For all SBA microloans, you can not use the cash to pay off existing debt. Real estate is also forbidden, so finding premises is down to you.
Personal Liability
Like any debt, you take responsibility for paying the debt back in full. Should the business not work out and you fail to repay, then seizure of any collateral you did put up can occur. In some cases, the debt can go to the US treasury department who will collect it.
Slow Approval Process
While getting your money is a fairly quick process, the SBA microloan application process is not. Expect a time of around two months from start to finish.
First, you have to contact your local SBA office. A discussion will take place on the right loan for you and you will then connect to lenders. You submit an application to them and if accepted, they send it back to the SBA for a second approval.
The speed of the process can increase by targeting SBA lenders with delegated authority.

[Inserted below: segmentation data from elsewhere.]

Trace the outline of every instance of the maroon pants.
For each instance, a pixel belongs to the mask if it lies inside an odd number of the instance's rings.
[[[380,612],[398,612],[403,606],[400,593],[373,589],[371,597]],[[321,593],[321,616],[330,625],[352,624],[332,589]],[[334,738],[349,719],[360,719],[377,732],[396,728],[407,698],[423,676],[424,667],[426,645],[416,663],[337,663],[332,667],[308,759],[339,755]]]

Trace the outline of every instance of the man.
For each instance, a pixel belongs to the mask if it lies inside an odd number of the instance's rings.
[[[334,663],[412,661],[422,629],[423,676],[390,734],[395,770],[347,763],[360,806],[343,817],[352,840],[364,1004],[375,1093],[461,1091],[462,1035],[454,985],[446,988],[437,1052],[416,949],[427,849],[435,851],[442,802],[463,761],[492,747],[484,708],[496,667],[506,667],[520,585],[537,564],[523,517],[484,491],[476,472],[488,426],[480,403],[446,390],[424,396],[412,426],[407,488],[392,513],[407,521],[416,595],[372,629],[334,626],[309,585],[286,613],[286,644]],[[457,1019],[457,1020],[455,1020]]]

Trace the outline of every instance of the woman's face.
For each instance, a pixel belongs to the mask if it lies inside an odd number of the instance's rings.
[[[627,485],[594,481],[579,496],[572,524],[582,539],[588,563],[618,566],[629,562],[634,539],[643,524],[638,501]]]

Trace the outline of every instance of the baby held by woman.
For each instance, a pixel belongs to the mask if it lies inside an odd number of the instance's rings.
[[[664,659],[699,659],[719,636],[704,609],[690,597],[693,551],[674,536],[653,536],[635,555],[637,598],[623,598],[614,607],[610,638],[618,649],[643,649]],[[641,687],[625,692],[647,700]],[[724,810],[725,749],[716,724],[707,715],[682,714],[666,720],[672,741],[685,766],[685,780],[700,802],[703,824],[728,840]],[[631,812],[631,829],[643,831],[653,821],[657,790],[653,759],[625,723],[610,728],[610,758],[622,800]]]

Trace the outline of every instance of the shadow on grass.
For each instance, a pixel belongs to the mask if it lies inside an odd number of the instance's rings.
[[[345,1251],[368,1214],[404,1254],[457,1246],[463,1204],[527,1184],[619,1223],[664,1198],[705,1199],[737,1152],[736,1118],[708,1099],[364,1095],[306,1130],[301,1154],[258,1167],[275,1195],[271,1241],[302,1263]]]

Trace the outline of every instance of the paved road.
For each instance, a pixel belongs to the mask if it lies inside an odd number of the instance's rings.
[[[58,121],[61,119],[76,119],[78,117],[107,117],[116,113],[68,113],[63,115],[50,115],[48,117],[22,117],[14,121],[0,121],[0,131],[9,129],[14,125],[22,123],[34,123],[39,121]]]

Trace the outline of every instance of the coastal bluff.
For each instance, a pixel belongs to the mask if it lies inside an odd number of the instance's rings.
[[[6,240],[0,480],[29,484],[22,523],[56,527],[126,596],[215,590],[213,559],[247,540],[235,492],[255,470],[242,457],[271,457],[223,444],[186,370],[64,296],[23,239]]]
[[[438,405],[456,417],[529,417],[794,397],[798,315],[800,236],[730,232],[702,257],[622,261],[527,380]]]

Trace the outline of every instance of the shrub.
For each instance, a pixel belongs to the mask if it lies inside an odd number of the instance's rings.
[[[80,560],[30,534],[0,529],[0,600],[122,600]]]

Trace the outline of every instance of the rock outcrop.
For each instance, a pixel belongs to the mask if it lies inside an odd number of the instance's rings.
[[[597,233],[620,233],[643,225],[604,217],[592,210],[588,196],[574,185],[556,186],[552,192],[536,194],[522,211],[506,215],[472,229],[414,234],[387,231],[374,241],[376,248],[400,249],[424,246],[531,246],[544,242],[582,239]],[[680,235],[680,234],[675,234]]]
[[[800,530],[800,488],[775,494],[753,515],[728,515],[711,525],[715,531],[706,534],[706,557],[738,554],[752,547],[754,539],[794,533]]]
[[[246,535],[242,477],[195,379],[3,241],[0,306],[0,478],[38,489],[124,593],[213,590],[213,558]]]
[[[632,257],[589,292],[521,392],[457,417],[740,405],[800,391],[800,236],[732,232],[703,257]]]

They have the ability to get instant SBA approval and can cut the process down to two weeks in some cases.
Extensive Paperwork
The amount of paperwork in the application is substantial. As well as this, you have to provide a lot of supporting evidence. This includes financials for yourself and your business.
- Business and personal tax returns
- Profit and loss statements
- Projected revenue
- Balance sheets
- A plan of how you want to use the loan (Optional)
All of this can take some time to compile, particularly if you want to appear professional and do it properly. Either as an individual or a small team, this can cut into other work-related tasks.
Underwriting Requirements
The underwriting requirements that accompany SBA loans are extensive. While they will accept applications from others refused credit before, they do require a credit score of 680+. They must also have been in business for no less than 2 years.
As it is the lender and not the SBA who decides on approval, they can also add their own criteria. If turned down, you may have to repeat the process with other lenders that each have their own stipulations.
Preparing Your Application
When you have decided that an SBA microloan is for you, start to get your documentation together. Approach lenders and add any supplementary information they ask for. Remember not all of them will accept your application.